Sunday, February 17th, 2008

I have been a member of several spiritual communities. Each time, I left because people were more interested in socializing and gossiping. People didn’t like me and thought I was aloof. Like if you didn’t join in their games, you weren’t accepted. I wonder if the whole idea of practicing in a community is just a kind of spiritual babysitting service. –from Portland, Oregon

Let’s cut to the chase. Whenever we criticize other people, we are feeling insecure and alone. I mean every time. No exceptions.

Anandamayi Ma never criticized anyone. Yet she was a fierce teacher. Criticism is when you feel self-hatred or a lack of self-worth and you try to deal with it by hurting someone else or making yourself look good in the eyes of others at the expense of whomever you are criticizing.

Teaching is when a person with some embodied realization serves as a mirror, verbally or otherwise, for the benefit of assisting a student to recognize her or his own fixations.

When you are being taught, you may be reactive, you may feel extremely uncomfortable, but you will always also feel loved.

People express their feelings of lack of self worth and loneliness in different ways. Generally, this involves some form of demanding other people take responsibility for your situation or projecting your bad feelings and anxiety onto others.

If you tend to live more at the projecting end of the spectrum, as does the reader above, you probably have a running dialog in your head, and coming out of your mouth, about how other people don’t care, screw up, piss you off, let you down, are stupid, arrogant, slow, and on and on.

It’s also common, in this situation, to ascribe your bad feelings about yourself to other people: They don’t like me, are angry with me, or don’t appreciate me.

A young man in a community I am associated with was liked by all. He was quirky, but appreciated. However, his self-concept was of a person everyone rejected. Even though no one was rejecting him, or maybe because no one was rejecting him, he built a wall around himself and basically confirmed his self-concept by not speaking to others or joining in group activities. The more he did this, the more isolated he felt, and the more strongly he was convinced that his situation was due to being rejected by the group. Many of us tried to intervene, but he had no capacity to self-reflect or receive nourishment. Eventually he left–a victim of his own karmic drama.

Of course, a student can be critical of others, and people really do end up not wanting to be around this person. So, you start off lonely and feeling lack of self worth, and you end up pushing everyone away from both ends. You find fault with them, and you are certain they are finding fault with you. Then the situation self-destructs.

It can also happen that spiritual communities build a self-narrative of superiority grounded on criticism of other groups. Spiritual communities suffer from this and can be attached to criticism and narratives of persecution just as individuals can.

When we are projecting our karmic fixations strongly onto others and ourselves, it is very difficult to recognize this. Fortunately, most of us have at least a little capacity to self-reflect and find the irony in our situation.
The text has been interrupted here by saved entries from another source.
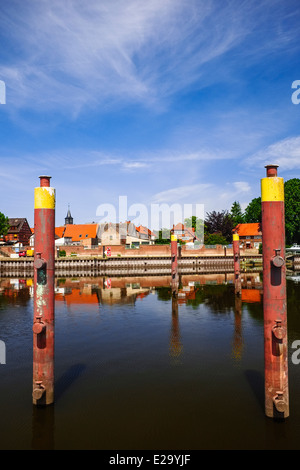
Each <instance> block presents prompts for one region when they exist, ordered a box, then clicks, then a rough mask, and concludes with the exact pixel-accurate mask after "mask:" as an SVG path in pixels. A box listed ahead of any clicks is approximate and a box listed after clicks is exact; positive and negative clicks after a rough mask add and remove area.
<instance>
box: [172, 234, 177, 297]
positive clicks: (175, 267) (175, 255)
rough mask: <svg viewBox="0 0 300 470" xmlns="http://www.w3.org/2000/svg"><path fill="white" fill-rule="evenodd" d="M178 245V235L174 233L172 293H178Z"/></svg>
mask: <svg viewBox="0 0 300 470" xmlns="http://www.w3.org/2000/svg"><path fill="white" fill-rule="evenodd" d="M177 251H178V246H177V237H176V235H174V234H173V233H172V235H171V259H172V266H171V270H172V294H173V295H177V294H178V282H179V280H178V259H177V258H178V255H177Z"/></svg>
With at least some capacity to receive the reflection of a teacher and laugh at ourselves, we can slowly break the grip of karmic vision and come to have more clarity about Reality.

Being a part of a community of people all on the same path is part of the practice. It is sadhana. With everyone trying to be more aware together, we can develop more quickly. This is what spiritual communities are for.

Also, we are human. We are social beings. We need nourishment from other human beings, and we need help. A spiritual community can help you to recognize this. Recognizing that we live in continuity with other beings is Realization.

If you find that the same pattern in your life keeps happening over and over again, you can reflect on this message from Reality. These patterns are our responsibility, even if we did not cause them. Now we are the bearers of them, and once we recognize our situation, we have the opportunity to relax and grow. We tend to think of karmic patterns only as burdens, but there is wisdom in the pattern if you care to listen.